The pedagogical value of “Peter and the Wolf” is of particular importance - the symphonic tale is used, like many of Prokofiev’s works, to train young musicians in specialized schools, but, in addition, the story about the adventures of a brave and kind pioneer almost from its very appearance has become an element of general education school music programs.

For many years now, Prokofiev’s fairy tale has been helping to reveal to children the mystery of music, the correct taste for symphonic classics, the idea of ​​morality, and universal human values.

In a simple and accessible form, Prokofiev managed to embody important and necessary things, for other ways of demonstrating which sometimes enormous efforts are spent and thick book volumes are written.

The most children's music

Prokofiev spent the last years of his life outside the city, but continued to work despite the strict medical regime

In addition to “Cinderella” and “The Stone Flower,” there are many more works by Prokofiev written for children.
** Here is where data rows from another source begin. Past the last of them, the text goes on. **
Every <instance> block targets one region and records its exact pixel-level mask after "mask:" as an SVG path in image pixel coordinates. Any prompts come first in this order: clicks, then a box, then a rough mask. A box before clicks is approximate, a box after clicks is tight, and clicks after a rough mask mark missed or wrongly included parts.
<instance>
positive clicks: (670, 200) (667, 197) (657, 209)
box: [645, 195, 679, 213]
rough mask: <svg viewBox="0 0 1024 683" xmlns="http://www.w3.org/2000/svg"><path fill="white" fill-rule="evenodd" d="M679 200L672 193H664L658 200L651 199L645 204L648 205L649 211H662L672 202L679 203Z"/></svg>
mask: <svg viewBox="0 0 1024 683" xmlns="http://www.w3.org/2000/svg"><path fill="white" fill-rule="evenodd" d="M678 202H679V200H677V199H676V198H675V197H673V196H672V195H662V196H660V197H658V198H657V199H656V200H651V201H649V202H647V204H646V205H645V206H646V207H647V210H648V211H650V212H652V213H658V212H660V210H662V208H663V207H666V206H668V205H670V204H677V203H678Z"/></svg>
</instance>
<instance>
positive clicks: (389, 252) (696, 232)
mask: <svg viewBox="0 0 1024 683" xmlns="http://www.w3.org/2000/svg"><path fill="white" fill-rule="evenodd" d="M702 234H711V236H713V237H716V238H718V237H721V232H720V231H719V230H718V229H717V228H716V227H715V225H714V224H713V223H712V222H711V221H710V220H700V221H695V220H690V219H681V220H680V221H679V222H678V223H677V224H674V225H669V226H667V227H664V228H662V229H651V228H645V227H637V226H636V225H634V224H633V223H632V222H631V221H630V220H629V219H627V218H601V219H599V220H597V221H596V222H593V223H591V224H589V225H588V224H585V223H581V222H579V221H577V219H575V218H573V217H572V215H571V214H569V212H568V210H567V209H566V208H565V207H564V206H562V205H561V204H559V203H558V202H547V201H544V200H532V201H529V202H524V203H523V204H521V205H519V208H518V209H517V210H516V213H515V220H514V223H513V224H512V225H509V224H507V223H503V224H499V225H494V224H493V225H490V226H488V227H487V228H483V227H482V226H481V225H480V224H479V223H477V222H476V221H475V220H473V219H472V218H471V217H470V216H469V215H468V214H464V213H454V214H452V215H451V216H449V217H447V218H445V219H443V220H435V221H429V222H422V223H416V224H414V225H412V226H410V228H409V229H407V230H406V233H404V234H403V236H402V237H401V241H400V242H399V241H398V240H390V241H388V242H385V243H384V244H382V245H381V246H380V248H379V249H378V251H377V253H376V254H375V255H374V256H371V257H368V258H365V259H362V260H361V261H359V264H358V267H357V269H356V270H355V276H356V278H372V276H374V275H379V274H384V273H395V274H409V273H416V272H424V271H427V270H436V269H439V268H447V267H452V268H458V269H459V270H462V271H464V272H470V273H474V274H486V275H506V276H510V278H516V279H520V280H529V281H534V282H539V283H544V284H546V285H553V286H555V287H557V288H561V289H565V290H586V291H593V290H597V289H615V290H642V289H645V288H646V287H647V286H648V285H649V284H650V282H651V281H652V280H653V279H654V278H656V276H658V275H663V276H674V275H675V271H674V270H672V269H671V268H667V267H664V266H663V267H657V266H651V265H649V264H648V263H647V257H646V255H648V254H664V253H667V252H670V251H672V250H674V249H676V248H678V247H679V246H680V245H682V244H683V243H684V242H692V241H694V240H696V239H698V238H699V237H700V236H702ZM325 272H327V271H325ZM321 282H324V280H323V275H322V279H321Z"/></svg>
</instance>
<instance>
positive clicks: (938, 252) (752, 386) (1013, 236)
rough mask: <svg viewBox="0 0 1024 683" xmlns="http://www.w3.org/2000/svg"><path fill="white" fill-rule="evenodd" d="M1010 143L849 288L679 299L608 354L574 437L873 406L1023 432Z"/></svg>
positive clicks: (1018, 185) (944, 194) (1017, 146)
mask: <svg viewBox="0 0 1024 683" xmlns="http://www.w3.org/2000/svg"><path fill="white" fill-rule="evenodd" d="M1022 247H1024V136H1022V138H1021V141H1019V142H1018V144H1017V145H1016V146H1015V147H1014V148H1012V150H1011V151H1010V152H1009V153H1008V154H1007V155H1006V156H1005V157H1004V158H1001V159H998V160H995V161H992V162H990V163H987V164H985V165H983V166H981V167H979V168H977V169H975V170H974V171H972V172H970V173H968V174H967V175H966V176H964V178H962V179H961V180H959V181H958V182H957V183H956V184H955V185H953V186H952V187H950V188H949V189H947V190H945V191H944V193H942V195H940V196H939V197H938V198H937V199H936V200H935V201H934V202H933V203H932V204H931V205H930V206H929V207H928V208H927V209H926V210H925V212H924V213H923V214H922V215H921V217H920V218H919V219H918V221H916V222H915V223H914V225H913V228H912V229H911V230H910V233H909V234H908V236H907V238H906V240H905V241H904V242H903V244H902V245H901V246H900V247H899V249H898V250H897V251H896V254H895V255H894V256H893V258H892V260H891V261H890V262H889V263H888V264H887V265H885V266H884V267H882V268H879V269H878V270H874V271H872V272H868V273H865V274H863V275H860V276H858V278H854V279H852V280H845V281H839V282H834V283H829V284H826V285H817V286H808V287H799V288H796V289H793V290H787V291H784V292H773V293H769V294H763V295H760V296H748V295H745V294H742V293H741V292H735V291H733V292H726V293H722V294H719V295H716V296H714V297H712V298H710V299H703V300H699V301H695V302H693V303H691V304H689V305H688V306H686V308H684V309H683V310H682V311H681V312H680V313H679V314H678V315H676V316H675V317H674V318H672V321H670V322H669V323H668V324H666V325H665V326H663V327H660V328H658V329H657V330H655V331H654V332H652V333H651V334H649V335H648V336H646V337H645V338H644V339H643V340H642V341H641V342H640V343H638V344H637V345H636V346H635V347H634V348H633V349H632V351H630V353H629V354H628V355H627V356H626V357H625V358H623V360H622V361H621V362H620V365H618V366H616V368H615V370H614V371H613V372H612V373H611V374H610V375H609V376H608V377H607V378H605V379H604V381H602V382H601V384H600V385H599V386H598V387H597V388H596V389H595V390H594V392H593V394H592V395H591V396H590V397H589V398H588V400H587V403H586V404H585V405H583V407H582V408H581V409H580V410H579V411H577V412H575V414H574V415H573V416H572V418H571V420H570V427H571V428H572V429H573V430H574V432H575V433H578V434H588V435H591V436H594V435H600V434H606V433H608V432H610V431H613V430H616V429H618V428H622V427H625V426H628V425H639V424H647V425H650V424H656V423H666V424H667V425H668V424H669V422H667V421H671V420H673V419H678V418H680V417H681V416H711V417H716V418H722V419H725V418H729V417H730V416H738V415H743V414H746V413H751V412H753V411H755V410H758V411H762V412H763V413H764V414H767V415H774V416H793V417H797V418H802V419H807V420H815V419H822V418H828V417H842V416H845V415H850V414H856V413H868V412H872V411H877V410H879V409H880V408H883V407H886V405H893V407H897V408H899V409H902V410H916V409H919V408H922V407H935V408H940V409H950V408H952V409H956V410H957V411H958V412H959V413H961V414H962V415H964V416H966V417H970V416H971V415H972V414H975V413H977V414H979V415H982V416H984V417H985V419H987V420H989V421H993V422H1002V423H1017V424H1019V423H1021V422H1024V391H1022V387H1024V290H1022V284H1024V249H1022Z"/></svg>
A piano piece, soft and nostalgic, “Old Grandmother's Tales.”

Mischievous and dynamic, similar in its daring to “The Love for Three Oranges” is the ballet “The Tale of a Jester Who Tricked Seven Jesters.” A serious and wise “realistic” suite “Winter Fire” based on poems by S. Marshak about the life of pioneers.
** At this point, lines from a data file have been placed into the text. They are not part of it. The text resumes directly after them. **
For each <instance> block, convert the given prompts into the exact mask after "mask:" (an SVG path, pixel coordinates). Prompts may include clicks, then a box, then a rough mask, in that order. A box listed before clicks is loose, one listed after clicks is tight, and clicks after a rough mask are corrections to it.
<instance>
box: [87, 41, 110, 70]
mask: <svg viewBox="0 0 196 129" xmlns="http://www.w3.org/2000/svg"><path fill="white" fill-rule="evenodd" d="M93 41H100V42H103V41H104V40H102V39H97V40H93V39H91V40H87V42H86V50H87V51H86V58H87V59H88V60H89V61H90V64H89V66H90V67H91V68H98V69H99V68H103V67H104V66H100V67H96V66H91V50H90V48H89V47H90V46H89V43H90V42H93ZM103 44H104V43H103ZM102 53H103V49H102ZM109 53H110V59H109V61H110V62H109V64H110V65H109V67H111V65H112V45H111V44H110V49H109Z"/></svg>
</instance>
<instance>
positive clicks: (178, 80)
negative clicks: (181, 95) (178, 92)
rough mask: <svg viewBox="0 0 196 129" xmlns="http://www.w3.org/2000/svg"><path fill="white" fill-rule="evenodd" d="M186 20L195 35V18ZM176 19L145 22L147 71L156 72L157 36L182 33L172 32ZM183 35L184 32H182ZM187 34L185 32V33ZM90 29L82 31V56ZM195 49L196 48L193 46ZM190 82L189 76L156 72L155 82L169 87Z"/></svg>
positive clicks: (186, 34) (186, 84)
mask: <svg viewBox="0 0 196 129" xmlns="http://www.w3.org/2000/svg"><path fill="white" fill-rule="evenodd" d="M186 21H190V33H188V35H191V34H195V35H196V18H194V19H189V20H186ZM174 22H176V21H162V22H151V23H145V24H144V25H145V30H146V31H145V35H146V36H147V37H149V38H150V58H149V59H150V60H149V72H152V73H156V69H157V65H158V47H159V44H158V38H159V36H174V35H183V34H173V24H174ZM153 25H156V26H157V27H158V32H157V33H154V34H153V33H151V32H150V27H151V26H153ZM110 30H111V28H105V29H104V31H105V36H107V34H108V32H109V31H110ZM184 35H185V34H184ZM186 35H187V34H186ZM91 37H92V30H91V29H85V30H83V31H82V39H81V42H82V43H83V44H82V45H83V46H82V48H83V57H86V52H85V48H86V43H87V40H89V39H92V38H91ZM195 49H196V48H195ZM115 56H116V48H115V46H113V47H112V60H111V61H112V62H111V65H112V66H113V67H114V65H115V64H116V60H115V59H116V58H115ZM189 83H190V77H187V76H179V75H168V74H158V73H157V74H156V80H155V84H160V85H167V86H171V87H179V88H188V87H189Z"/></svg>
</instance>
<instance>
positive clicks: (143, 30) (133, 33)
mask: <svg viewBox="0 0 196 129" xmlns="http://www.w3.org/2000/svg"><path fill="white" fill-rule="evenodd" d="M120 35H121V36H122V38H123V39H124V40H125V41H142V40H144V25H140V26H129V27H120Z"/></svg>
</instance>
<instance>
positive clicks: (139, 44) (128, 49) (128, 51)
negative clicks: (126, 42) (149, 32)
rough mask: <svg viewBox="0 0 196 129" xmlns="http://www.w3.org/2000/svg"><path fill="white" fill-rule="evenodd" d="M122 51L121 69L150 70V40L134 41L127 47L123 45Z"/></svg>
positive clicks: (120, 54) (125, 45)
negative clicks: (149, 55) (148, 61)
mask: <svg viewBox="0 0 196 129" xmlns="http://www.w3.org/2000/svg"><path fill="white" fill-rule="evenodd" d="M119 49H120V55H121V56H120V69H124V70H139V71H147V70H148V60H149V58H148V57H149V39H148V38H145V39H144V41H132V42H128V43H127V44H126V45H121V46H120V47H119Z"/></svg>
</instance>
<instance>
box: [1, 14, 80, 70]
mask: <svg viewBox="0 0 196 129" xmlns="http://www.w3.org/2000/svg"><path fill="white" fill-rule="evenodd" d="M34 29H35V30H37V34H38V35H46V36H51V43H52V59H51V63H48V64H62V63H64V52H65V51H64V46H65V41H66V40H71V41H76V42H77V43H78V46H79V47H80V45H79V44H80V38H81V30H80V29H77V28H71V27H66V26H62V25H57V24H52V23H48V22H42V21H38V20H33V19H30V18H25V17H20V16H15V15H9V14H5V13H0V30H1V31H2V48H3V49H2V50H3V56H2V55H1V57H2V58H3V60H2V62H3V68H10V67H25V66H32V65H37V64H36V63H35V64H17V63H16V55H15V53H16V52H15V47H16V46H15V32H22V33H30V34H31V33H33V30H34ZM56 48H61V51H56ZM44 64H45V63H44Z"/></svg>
A sparkling patter song "Chatterbox", inspired by the poems of Agnia Barto. Prokofiev created for children as if for himself - with great pleasure.

But among the works of the children's composer Sergei Sergeevich Prokofiev, there is one that is, perhaps, of greater value than “The Stone Flower” or “Cinderella”. Piano cycle “Children's Music” - 12 pieces that tell in the author’s inimitable light and gentle manner about the everyday life of children’s days and those special moments that are so sharp, bright and unexpectedly capable of turning these everyday life into a fairy tale, an adventure or just a memory for a lifetime.
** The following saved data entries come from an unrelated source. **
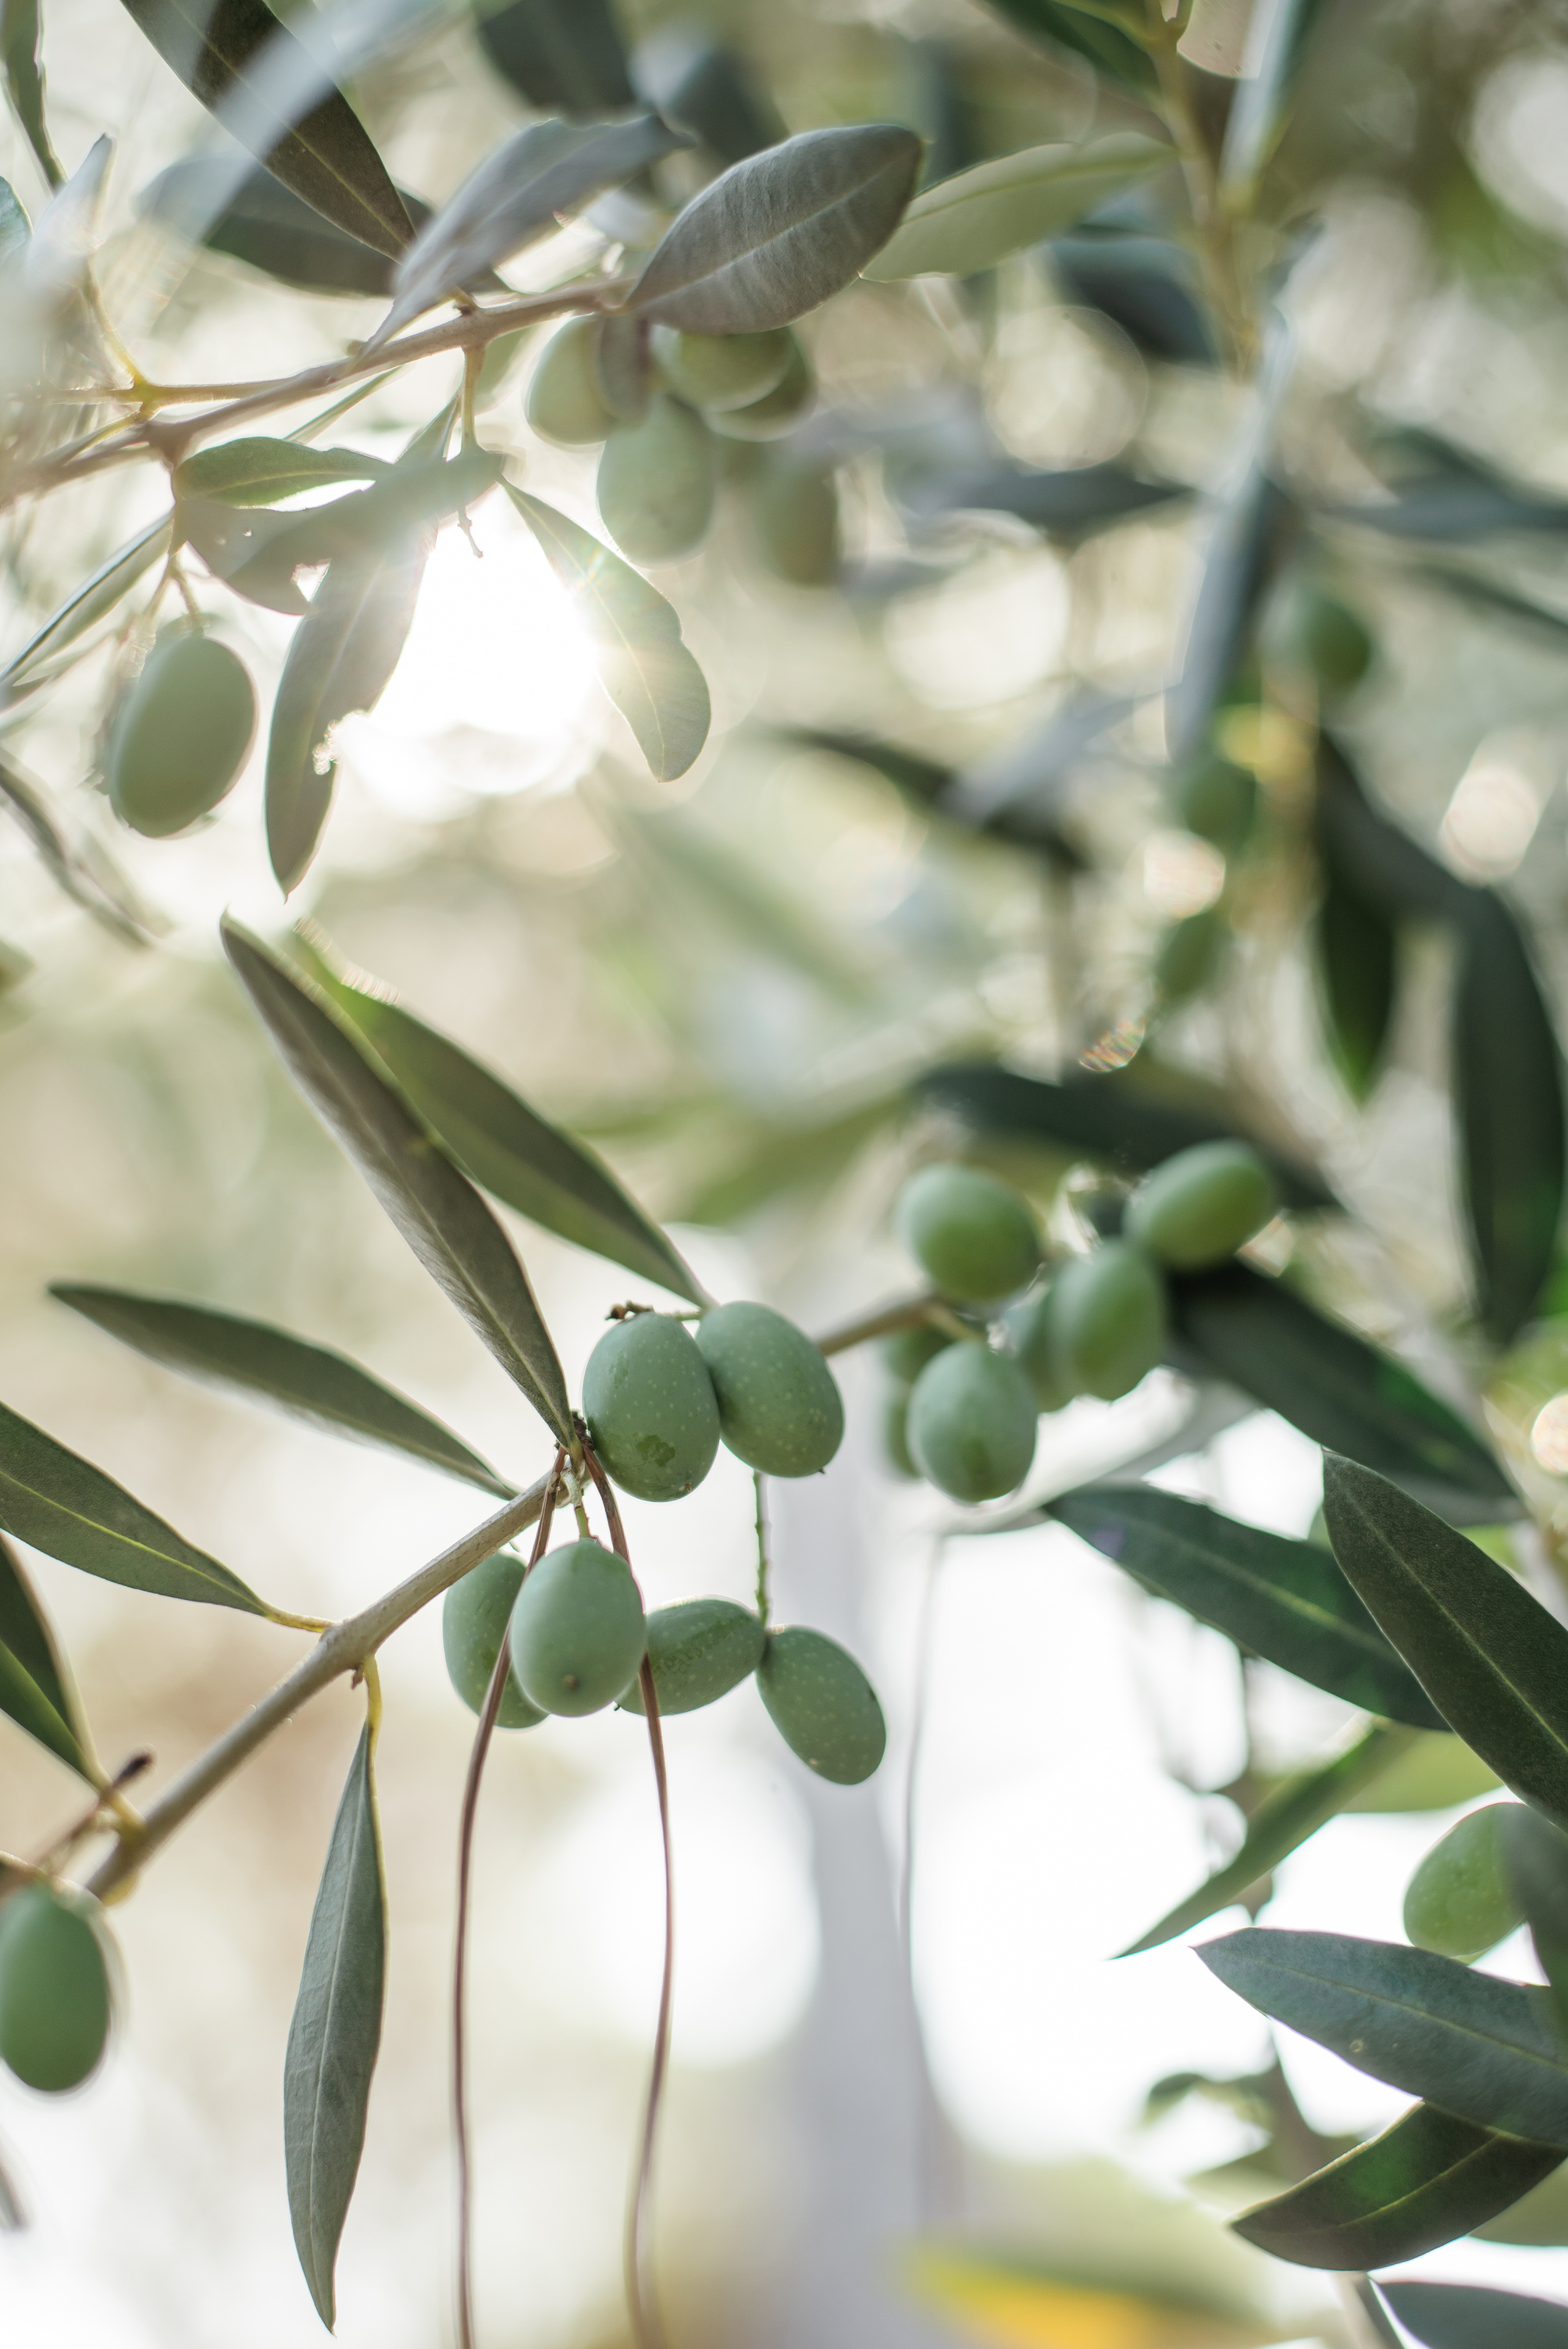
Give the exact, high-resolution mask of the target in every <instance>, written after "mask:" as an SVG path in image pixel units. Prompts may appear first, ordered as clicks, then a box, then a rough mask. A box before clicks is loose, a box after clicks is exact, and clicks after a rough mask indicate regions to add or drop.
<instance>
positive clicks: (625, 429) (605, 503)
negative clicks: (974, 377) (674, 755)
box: [599, 392, 718, 564]
mask: <svg viewBox="0 0 1568 2349" xmlns="http://www.w3.org/2000/svg"><path fill="white" fill-rule="evenodd" d="M716 477H718V467H716V460H714V442H711V439H709V428H707V425H704V423H702V418H699V416H697V411H695V409H688V406H683V404H681V402H678V399H669V397H667V395H664V392H655V397H653V399H650V402H648V413H646V416H643V420H641V423H636V425H620V428H617V432H613V437H610V439H608V442H606V449H603V456H601V458H599V512H601V517H603V526H606V531H608V533H610V538H613V540H615V545H617V547H620V552H622V554H627V557H629V559H631V561H634V564H669V561H674V559H676V557H678V554H690V552H692V547H697V545H702V540H704V538H707V529H709V521H711V519H714V489H716Z"/></svg>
The piano cycle “Children's Music” has become a real treasure for teachers teaching children how to play the keys. Prokofiev himself, a brilliant pianist, managed to create something that was fully accessible only to children, intended for children who want to hear the music they personally extracted from behind the black lid of the piano.

He made “Children's Music” fully responsive not only to the capabilities, but also to the needs of a young pianist studying the secrets of sound. The piano cycle combines smoothness and sharpness, transitions of rhythms and harmonies, the ability to use either the simplest or complex combinations of keys in such a way that the young virtuoso can learn and, while learning, smile at his excellent results.

“Children's Music” - heartfelt, bright, filled with crystal purity and tenderness, unusualness and fabulousness, became Prokofiev's gift to beginning pianists and their teachers, who received an easy and convenient means of maintaining the attention of their student and developing their abilities.